En 1984, à Paris, le Centre d’Études catalanes exposa un choix de photographies des années 1950, et Amsterdam Foto’84 permit aux Néerlandais d’apprécier les portraits réalisés à Majorque par le prêtre Tomàs Montserrat pendant le premier quart du siècle. En 1985, en Belgique, l’Espagne fut le pays invité par Europalia. À Charleroi, Le Musée de la Photographie présenta l’exposition Les Nouveaux Imaginaires, préparée par Luis Revenga. La même année, la Fondació Miró ouvrit ses portes et fenêtres sur La Ciutat Fantasma. Parmi les six photographes choisis pour l’exposition Haute Sensibilité, au Centre Saint-Vincent d’Herblay (France), en 1987, quatre étaient catalans. Des galeries privées, en France, Suisse, Belgique, Allemagne, États-Unis, apportèrent leur soutien à ces jeunes prometteurs. L’histoire de la photographie espagnole en général et catalane en particulier commença à susciter de sérieuses études, des vinages émergèrent timidement des archives familiales, le renouveau commencé dans les années 1970 avec la revue Nueva Lente, poursuivi à partir de 1980 avec PhotoVision, s’affirma : non seulement il retint l’attention des meilleurs spécialistes mais il suscita la curiosité d’amateurs de plus en plus intéressés par le foisonnement artistique permis par l’avènement de la démocratie. Je constatai également que les nouveaux talents tenaient à se démarquer de l’ancienne génération – celle de Joan Colom, Francesc Català Roca, Oriol Maspons, Ricard Terré et Xavier Miserachs qui s’étaient tous voués au témoignage, au reportage, sans critique évidente de la vie sociale – et à profiter de la liberté créatrice dont leurs prédécesseurs néoréalistes avaient été privés pendant près de quarante ans.
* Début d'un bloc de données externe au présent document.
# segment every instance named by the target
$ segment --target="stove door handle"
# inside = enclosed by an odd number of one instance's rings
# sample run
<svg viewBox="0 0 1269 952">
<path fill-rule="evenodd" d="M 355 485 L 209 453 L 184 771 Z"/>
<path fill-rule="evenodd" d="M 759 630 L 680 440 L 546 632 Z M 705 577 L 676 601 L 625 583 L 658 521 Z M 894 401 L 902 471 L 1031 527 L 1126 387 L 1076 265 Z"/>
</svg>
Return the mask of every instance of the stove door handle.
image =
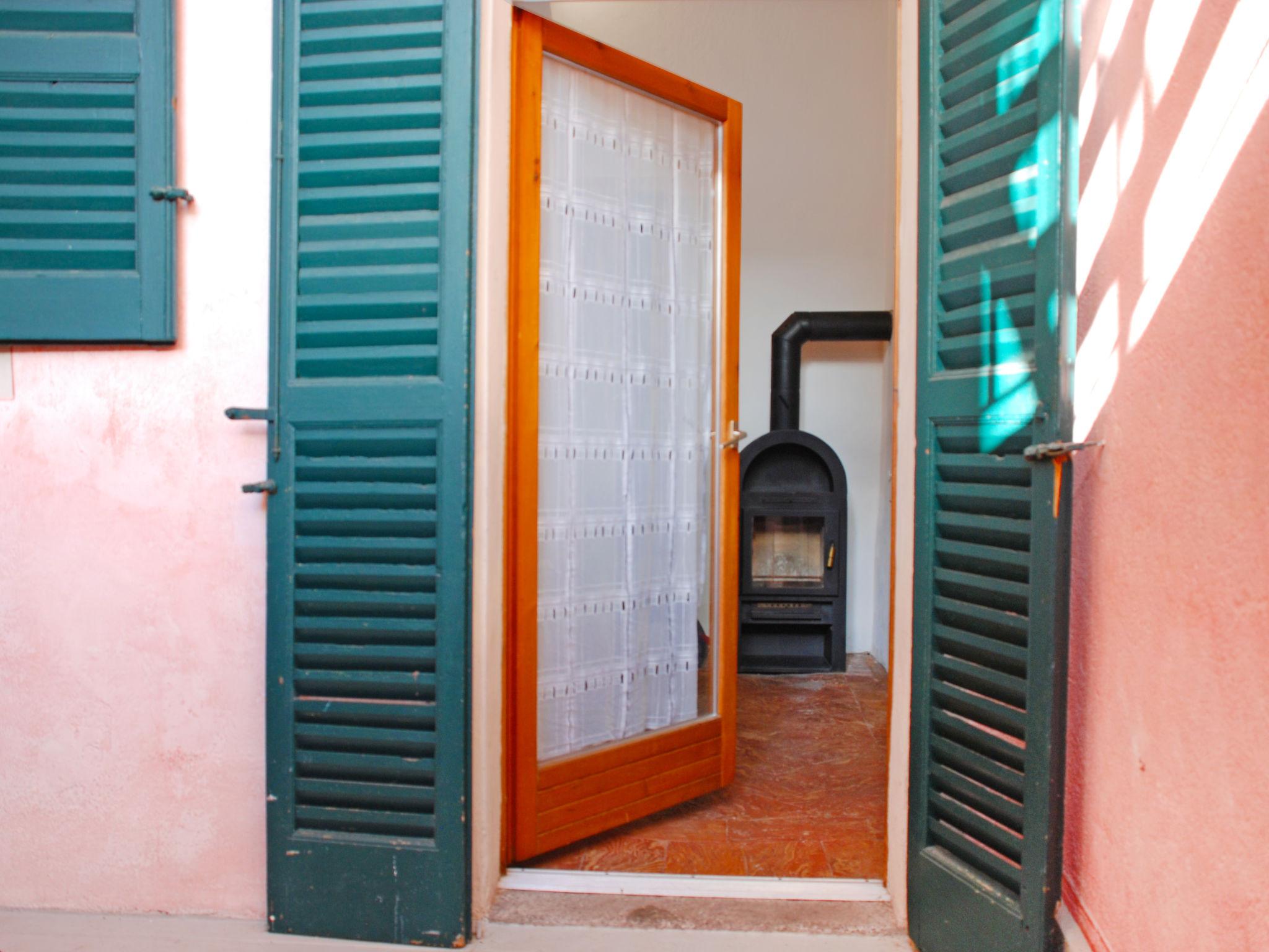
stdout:
<svg viewBox="0 0 1269 952">
<path fill-rule="evenodd" d="M 720 449 L 726 449 L 727 447 L 735 447 L 740 444 L 749 434 L 745 430 L 736 426 L 735 420 L 727 420 L 727 439 L 718 444 Z"/>
</svg>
Ils avaient envie – besoin ? — de se détacher du passé, mentalement et esthétiquement, d’ « oublier » la photographie de constat, d’information, et d’accéder à d’autres mondes que celui de la réalité quotidienne. Le passé n’était pas gommé (l’attribution du prix national des Arts plastiques à Català Roca en 1983 admit pour la première fois un photographe dans le cercle élitiste des beaux-arts) mais l’heure était venue pour ces jeunes de la génération des années 1950-1960, après la longue stagnation des décennies franquistes, des photo-clubs et des associations de photographes amateurs, de rattraper le temps perdu, d’innover et de se mesurer à leurs contemporains européens et américains.

Dans les années 1980, les histoires de la photographie publiées aux États-Unis, en Grande-Bretagne, en France, ignoraient encore la photographie espagnole. Seul José Ortiz-Echagüe était quelquefois cité. Car lui seul, grâce à sa dévotion pour la sacro-sainte Espagne, grâce à ses livres, grâce à ses moyens financiers et à ses soutiens, avait réussi à imposer ses images vieillies par les procédés pictorialistes les plus surannés. J’aime croire que le défi à relever stimula les jeunes les plus ambitieux. Qu’il fut l’une de leurs motivations. D’où l’importance, pour eux, des rencontres, des dialogues. D’où leur effervescence dans un milieu qui n’était pas tétanisé par des grands maîtres comme l’était celui de la peinture, dominé par Pablo Picasso, Joan Miró, Salvador Dalí et Antoni Tàpies. D’où leur détermination à explorer de nouveaux univers.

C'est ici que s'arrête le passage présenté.